An early warning system for damaging space weather phenomena could be developed thanks to a UK-led mission for the European Space Agency.
Space weather occurs when enhanced solar activity disturbs Earth’s magnetic field and atmosphere.
As well as emitting a continuous stream of magnetised plasma, known as solar wind, the sun also occasionally expels billions of tonnes of matter, threaded with magnetic fields. This matter expands outwards through space, in what are known as coronal mass ejections (CMEs).
If these huge clouds of matter pass over Earth, they can threaten satellites and aircraft, and disrupt GPS navigation systems, power grids and data and communication networks.
In 1989, for example, the entire province of Quebec in Canada suffered a power blackout for nine hours as a result of a solar storm. Similarly, a 2003 space weather event caused a blackout in Sweden, while an estimated 10 per cent of the entire satellite fleet suffered some sort of anomaly or malfunction.
A recent ESA study estimated the socio-economic cost of a single, extreme space weather event could be as much as €15bn.
Now a new ESA concept mission is hoping to provide accurate advanced warnings of such events. This would give power grid operators more time to take measures to protect their networks, for example, according to Emanuele Monchieri, project manager for the solar sentinel mission at Airbus UK, which is leading the development of the overall mission, including the spacecraft itself.
“We hope to increase the warning window, in order that we can intervene early on, so we have the time to put in place mitigation measures on the ground and in the air,” he said.
The spacecraft will be placed at a fixed point, away from the direct line between the sun and Earth, known as the 5th Lagrange point.
Coronal mass ejections typically travel at between 300-3000km/s, meaning there can be a very short window between detecting the event and it reaching Earth.
By placing the spacecraft at L5, which is at around a 60 degree angle from the sun-Earth line, it should allow operators to spot signs of a coronal mass ejection earlier, said Monchieri.

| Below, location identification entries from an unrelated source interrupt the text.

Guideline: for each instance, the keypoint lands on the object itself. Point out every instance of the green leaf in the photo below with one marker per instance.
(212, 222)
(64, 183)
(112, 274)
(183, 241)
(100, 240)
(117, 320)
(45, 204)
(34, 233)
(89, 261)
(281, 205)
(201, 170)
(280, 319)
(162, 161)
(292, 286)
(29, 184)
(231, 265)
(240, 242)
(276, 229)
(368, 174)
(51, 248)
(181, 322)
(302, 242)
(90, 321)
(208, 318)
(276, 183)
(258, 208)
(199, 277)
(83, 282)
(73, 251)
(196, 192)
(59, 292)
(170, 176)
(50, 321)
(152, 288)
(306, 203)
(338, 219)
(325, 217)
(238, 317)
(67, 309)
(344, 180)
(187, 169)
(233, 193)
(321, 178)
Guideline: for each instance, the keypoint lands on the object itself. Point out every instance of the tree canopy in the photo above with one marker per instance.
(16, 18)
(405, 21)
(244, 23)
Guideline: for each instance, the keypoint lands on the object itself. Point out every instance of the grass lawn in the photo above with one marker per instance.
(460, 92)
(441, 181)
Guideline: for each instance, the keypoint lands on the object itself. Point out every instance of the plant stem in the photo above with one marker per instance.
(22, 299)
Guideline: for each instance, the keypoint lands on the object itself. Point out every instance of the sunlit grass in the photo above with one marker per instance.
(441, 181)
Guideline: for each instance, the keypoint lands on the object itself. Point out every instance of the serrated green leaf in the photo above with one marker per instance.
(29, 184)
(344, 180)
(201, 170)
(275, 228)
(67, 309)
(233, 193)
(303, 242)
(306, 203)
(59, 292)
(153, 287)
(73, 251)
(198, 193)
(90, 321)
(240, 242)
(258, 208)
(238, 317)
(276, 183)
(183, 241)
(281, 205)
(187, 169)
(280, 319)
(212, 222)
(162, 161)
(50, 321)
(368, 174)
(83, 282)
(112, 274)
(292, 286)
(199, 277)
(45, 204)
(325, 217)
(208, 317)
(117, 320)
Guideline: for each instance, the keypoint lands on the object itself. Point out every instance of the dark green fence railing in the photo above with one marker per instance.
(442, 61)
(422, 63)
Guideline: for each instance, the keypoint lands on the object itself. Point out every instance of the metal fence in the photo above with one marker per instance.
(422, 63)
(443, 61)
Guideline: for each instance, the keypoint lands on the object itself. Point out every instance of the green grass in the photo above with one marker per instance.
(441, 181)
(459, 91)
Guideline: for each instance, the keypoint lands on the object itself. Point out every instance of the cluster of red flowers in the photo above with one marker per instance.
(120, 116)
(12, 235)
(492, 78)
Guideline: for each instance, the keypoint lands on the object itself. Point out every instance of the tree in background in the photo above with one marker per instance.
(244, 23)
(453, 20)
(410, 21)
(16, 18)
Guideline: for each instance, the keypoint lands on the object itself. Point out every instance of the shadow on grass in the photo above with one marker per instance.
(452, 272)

This position should also make it easier to monitor the direction of the coronal mass ejection. “It also allows us to estimate the speed of the coronal mass ejection early on, we can follow it from when it detaches from the sun until it arrives at Earth,” said Monchieri.
The mission also involves the Science and Technology Facilities Council’s (STFC) RAL Space department, which will be leading the development of instruments to observe the sun and the heliosphere. Meanwhile UCL Mullard Space Science Laboratory will lead the development of instruments to measure the solar wind.
“We will have a magnetograph and an ultraviolet imager, which will allow us to monitor the active regions on the sun – the sunspots – to investigate the magnetic field and potentially enable us to predict coronal mass ejection formation,” said Monchieri.
An atmospheric imager will monitor the Earth-sun line, allowing the spacecraft to detect the speed and direction of coronal mass ejections more precisely.
“We will also have an instrument that will allow us to understand the intensity of the coronal mass ejection, how powerful it is,” he said.
A competing spacecraft platform will be developed by OHB in Germany. At the end of the studies, in around 18 months’ time, ESA will select a final design for the spacecraft and instruments.